New Canadian employment data beat forecasts, and that has implications for the U.S. economy and the dollar.
Hey, how about that Canadian employment report?
Wall Street was expecting 10,000 new jobs in March, but instead there were 82,300. Not surprisingly, the Canadian dollar is having a good day on the news - but the question now is how to use the report to position for Friday's U.S. nonfarm payrolls report.
The two countries' close economic ties don't mean the Canadian data is a precursor of a big number in the U.S., Camilla Sutton, chief currency strategist at Scotia Capital, told me. She points out that Canada has managed started its post-recession jobs recovery before the U.S., but "over the last 5 months, Canada's employment numbers have disappointed. Today's 80,000 gain in jobs is impressive, but simply evens out the upward trend. I do not think it suggests that the U.S. employment release should be higher."
Then there is the fact that trading is likely to be relatively light thanks to the Good Friday holiday. "Any disappointment in an illiquid market could prove very interesting," Sutton adds.

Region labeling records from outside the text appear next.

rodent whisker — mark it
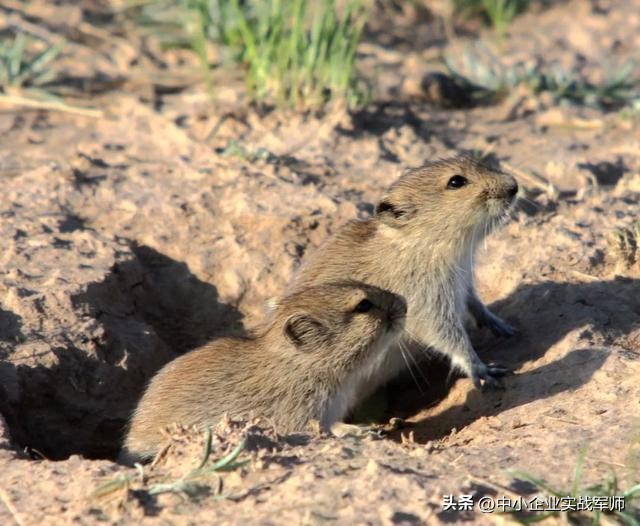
[516,196,542,210]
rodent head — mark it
[376,156,518,242]
[272,281,407,360]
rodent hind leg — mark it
[467,287,516,337]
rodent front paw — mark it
[471,364,512,389]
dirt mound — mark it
[0,1,640,524]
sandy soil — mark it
[0,0,640,525]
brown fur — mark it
[289,156,517,396]
[121,282,406,462]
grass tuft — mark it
[0,32,65,95]
[124,0,366,110]
[445,44,640,109]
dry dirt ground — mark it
[0,0,640,525]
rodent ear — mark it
[284,314,327,346]
[376,198,415,227]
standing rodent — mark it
[120,281,407,463]
[288,156,518,396]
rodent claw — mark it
[472,365,512,391]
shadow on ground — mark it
[0,246,244,459]
[376,278,640,442]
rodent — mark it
[120,281,407,464]
[287,155,518,397]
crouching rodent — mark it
[120,282,406,463]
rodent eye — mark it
[447,175,469,190]
[353,299,375,312]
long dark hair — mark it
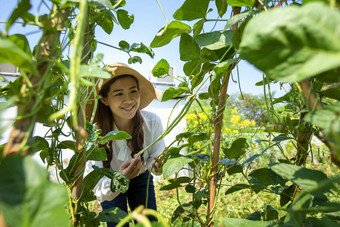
[96,74,144,168]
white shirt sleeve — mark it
[84,161,120,202]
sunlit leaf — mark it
[0,39,37,73]
[99,131,131,144]
[179,33,200,61]
[195,30,234,50]
[215,0,228,17]
[240,2,340,82]
[150,21,191,48]
[152,59,170,78]
[223,138,248,159]
[117,9,135,29]
[270,163,327,190]
[162,87,190,102]
[228,0,255,7]
[6,0,32,32]
[173,0,210,21]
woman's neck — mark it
[115,119,133,135]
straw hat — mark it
[86,62,162,121]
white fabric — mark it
[84,110,165,202]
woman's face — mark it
[101,77,140,122]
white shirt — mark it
[84,110,165,202]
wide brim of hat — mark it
[86,63,162,120]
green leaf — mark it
[128,56,142,64]
[224,10,253,30]
[223,138,248,159]
[0,155,69,227]
[8,34,32,57]
[303,102,340,132]
[79,65,111,79]
[98,207,127,223]
[195,30,234,50]
[222,218,273,227]
[6,0,32,32]
[188,132,209,146]
[130,43,155,58]
[117,9,135,29]
[225,184,251,195]
[321,86,340,100]
[57,140,78,151]
[173,0,210,21]
[163,155,192,179]
[179,33,200,61]
[86,145,107,161]
[31,136,49,153]
[150,21,191,48]
[96,12,114,34]
[272,135,294,143]
[118,40,130,51]
[162,87,190,102]
[183,60,201,76]
[228,0,255,7]
[192,19,205,37]
[99,131,131,144]
[270,163,328,190]
[0,39,37,73]
[264,205,279,221]
[152,59,170,78]
[215,0,228,17]
[240,2,340,82]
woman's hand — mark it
[119,156,142,179]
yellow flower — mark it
[231,109,238,114]
[185,113,195,120]
[230,115,241,124]
[198,113,208,120]
[225,128,231,132]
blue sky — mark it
[0,0,285,97]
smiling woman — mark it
[87,63,165,226]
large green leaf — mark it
[117,9,135,29]
[163,155,192,179]
[228,0,255,7]
[303,102,340,132]
[0,155,69,227]
[179,33,200,61]
[0,39,37,73]
[195,30,234,50]
[99,131,131,144]
[173,0,210,21]
[223,138,248,159]
[8,34,32,57]
[240,3,340,82]
[321,86,340,100]
[162,87,190,102]
[6,0,32,32]
[222,218,273,227]
[270,163,328,190]
[152,59,170,78]
[150,21,191,48]
[215,0,228,17]
[80,65,111,79]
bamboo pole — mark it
[207,7,241,227]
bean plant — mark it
[0,0,340,226]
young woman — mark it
[87,63,165,226]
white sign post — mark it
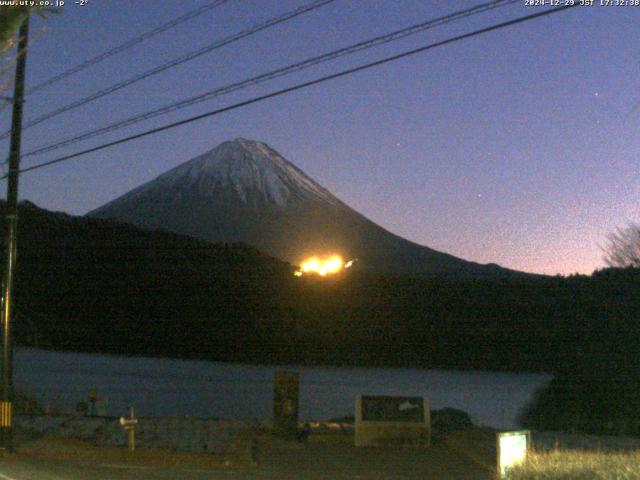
[496,430,531,478]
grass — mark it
[507,450,640,480]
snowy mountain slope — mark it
[88,138,516,276]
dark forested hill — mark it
[1,203,640,371]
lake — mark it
[14,348,551,429]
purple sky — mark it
[0,0,640,274]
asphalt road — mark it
[0,457,240,480]
[0,445,491,480]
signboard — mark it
[362,396,424,422]
[497,430,531,478]
[355,395,431,446]
[273,372,300,438]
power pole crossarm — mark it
[0,15,29,451]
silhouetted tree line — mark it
[1,204,640,431]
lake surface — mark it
[14,348,551,429]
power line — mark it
[0,3,579,180]
[23,0,521,158]
[0,0,335,140]
[27,0,235,95]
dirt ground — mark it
[0,431,495,480]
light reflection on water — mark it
[14,348,551,429]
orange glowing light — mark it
[294,255,353,277]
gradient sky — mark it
[0,0,640,274]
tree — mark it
[603,223,640,268]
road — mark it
[0,434,493,480]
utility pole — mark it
[0,14,29,451]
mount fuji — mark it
[87,138,520,277]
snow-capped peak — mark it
[131,138,339,208]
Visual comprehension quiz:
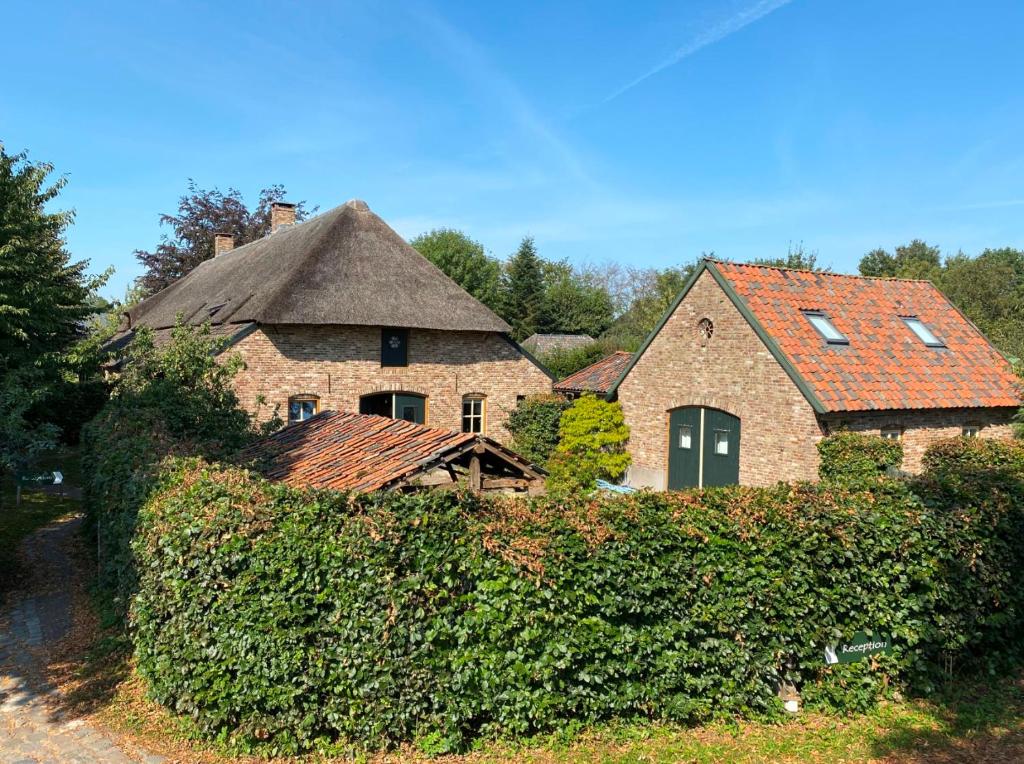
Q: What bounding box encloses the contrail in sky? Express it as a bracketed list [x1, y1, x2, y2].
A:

Michael Woolfolk, senior currency strategist at Bank of New York Mellon, is also cautious about the payroll outlook. "The whisper number could be something larger than 250,000," he told me. "The problem is that everyone is talking about it, but nonfarm payroll data is so unpredictable," and if the figure comes in below 200,000, stocks are likely to sell off.
Remember, though, that weakness in stocks often means a good day for the dollar. "I'd actually see this as a positive development for the dollar if we get a disappointment," Woolfolk told me.